1. Don’t Make It Worse
    • If you’re in a cluttered space, even if you don’t have time to retrofit the entire space to be cleaner, you can at least make sure that what you’re changing/adding isn’t continuing the trend of badness.
    • If you see a pull request that continues the trend of badness, politely remind the author that we have agreed to not make our space worse.
  2. Improvement Over Consistency
    • 5 books in a pile and one on the shelf is better than 6 books in the pile.
      • Maybe the next time the code is touched, someone can move one more book over to the shelf.
      • If you wait until you have time to move them all at once, it won’t happen.
    • This is difficult, because we are taught to value consistency.

We need to be able to tolerate some mess, because that little bit of mess is what makes it livable.

  1. Inline Everything
  • Stop creating stories for refactoring. This is still a big bang.
  • We need to incorporate the cleaning into everything we do.
    • Boy/girl scout rule: leave things cleaner than how you found it.
  • Treat refactoring and cleaning up as part of what we do, be open about it. Don’t try to hide it.
  1. Liase
  • Communicate with everyone about what you’re doing all the time.
    • Don’t ask for permission. Clean code is literally part of our job.

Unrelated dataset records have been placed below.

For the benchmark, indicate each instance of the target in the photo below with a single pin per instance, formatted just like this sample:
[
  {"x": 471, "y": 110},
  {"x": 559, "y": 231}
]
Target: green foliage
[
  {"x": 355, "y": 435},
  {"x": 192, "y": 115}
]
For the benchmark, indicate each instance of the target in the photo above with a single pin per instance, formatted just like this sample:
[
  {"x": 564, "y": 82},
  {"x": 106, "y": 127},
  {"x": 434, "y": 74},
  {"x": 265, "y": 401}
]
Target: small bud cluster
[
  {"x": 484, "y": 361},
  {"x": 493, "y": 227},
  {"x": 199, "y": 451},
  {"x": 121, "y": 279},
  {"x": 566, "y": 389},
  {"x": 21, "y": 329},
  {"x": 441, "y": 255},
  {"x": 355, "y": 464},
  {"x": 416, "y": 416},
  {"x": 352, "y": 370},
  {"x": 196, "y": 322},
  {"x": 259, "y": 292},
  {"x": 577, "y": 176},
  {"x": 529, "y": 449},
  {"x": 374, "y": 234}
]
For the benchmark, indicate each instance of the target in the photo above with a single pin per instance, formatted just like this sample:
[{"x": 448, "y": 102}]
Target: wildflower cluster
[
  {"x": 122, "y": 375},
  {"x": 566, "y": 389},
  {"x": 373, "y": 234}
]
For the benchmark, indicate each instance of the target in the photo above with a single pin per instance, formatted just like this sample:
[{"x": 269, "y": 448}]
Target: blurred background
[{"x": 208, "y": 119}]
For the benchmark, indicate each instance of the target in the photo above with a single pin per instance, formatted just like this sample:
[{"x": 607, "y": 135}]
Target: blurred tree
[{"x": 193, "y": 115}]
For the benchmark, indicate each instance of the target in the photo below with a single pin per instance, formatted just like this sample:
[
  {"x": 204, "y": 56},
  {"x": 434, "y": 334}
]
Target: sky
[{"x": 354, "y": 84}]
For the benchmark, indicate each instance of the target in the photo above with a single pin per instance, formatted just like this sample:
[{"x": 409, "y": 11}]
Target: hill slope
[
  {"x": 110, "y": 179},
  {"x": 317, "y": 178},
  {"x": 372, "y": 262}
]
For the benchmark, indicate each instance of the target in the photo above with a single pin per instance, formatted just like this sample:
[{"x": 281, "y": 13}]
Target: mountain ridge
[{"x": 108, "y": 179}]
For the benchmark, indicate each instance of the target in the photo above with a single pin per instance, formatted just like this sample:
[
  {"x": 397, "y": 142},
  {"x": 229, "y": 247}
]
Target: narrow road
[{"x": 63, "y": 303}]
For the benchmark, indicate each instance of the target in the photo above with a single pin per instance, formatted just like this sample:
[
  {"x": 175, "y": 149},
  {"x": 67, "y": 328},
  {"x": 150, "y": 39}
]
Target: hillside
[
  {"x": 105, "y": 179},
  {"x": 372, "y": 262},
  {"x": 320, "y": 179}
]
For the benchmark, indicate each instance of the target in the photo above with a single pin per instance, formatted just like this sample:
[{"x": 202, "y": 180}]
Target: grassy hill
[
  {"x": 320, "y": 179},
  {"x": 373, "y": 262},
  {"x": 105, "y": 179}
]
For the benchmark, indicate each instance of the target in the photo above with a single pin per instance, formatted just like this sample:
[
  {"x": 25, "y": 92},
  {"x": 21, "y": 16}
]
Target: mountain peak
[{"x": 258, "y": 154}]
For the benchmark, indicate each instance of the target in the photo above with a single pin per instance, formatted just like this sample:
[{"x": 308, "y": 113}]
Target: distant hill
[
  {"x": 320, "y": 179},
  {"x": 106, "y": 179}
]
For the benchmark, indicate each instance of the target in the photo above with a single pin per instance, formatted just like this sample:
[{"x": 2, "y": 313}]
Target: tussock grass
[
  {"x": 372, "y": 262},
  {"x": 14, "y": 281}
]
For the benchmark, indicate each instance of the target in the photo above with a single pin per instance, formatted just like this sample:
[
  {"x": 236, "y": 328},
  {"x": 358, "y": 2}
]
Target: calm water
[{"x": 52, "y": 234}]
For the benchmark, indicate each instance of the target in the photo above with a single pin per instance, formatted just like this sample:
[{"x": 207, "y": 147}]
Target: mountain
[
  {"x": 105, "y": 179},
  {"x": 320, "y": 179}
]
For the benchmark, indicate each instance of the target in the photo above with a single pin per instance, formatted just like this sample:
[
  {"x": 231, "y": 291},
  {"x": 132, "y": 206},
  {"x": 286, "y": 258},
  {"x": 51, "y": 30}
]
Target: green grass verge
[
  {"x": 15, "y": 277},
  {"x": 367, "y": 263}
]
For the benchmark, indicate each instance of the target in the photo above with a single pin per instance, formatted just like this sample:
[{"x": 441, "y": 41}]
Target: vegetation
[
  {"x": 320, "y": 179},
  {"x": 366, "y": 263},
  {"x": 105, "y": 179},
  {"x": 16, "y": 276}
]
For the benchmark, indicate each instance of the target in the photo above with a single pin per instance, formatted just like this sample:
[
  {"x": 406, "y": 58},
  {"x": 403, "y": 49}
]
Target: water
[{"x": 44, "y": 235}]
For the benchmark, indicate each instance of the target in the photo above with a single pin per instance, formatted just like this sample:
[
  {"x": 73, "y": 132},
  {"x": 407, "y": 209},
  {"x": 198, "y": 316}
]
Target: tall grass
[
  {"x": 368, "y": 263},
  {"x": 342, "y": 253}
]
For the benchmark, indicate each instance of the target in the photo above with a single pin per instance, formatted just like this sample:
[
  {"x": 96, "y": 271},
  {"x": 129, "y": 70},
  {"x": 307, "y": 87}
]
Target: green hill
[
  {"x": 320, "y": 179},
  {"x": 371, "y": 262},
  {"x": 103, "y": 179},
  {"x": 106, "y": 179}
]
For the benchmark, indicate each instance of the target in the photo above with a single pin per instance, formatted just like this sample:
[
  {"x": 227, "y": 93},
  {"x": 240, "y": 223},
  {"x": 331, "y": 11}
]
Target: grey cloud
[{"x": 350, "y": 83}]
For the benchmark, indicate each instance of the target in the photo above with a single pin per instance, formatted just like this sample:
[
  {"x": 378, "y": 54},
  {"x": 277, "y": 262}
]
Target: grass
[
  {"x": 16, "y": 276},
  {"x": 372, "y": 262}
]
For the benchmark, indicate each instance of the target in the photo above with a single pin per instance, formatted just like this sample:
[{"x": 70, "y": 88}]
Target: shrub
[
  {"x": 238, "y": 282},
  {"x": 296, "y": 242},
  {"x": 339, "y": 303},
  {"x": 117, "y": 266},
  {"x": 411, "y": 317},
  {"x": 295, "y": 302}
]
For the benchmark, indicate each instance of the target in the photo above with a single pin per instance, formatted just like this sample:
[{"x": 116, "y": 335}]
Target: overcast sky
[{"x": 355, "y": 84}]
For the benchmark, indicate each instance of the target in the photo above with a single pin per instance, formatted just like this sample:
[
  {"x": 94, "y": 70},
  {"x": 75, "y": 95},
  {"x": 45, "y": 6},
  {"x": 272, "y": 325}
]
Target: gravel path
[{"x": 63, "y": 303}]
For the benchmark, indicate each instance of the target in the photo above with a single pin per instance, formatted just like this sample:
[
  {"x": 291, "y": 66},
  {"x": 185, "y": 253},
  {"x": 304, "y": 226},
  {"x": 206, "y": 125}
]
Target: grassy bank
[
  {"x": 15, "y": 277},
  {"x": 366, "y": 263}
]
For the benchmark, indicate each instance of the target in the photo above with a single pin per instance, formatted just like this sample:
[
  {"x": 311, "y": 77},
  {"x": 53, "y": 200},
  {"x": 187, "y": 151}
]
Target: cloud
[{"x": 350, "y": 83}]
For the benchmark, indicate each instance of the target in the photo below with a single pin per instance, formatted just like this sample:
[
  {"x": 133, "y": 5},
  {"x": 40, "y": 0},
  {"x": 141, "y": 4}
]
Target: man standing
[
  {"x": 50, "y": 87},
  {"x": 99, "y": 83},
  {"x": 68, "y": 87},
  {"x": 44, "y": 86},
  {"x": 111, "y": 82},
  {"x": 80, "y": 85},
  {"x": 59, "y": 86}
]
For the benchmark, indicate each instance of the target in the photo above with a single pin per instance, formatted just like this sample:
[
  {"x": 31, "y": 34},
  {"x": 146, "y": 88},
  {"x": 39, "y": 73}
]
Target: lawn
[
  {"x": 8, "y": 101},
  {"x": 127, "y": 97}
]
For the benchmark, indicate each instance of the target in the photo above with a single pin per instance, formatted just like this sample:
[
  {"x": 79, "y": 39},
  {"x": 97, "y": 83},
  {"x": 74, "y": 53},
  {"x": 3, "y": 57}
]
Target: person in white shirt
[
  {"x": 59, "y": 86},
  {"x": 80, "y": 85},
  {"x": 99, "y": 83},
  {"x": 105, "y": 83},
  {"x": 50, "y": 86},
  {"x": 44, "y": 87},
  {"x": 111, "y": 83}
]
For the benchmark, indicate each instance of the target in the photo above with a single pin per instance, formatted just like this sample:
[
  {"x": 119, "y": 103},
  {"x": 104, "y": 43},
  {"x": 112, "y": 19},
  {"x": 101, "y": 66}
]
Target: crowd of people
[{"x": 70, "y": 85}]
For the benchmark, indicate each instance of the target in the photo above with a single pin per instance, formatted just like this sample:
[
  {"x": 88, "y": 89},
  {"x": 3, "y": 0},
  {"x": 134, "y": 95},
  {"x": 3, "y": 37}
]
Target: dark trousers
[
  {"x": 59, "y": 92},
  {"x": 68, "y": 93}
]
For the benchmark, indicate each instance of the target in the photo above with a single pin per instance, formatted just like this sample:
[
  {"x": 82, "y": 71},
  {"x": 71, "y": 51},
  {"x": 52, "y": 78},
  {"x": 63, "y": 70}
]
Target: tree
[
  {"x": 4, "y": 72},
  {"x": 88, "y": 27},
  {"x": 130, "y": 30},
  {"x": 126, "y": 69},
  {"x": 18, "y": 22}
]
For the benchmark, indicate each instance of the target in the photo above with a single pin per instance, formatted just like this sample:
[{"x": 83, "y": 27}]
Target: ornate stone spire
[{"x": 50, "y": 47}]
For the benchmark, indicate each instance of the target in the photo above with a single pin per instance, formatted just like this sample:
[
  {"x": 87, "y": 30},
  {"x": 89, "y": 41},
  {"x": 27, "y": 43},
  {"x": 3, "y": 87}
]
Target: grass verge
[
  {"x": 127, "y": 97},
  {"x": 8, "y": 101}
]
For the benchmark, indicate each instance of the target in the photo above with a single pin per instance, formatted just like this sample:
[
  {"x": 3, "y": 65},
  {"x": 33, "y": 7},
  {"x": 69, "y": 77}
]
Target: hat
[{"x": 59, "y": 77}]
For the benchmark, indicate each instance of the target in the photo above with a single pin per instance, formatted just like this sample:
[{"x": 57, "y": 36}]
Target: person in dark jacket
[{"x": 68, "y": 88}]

It is expected.
      • Be upfront about what you are doing.
    • Don’t ask for forgiveness.
      • But learn from your mistakes.
    • Do ask for advice.
      • “Do you think we should refactor this right now?”
      • But don’t always take the advice.
        • It is your job to decide whether or not something needs to be refactored.
        • You need to have the freedom to make those decisions and to make those mistakes.
    • Do work together.
      • You have to live here.
      • We want to change the codebase from you have to live here to, you get to live here.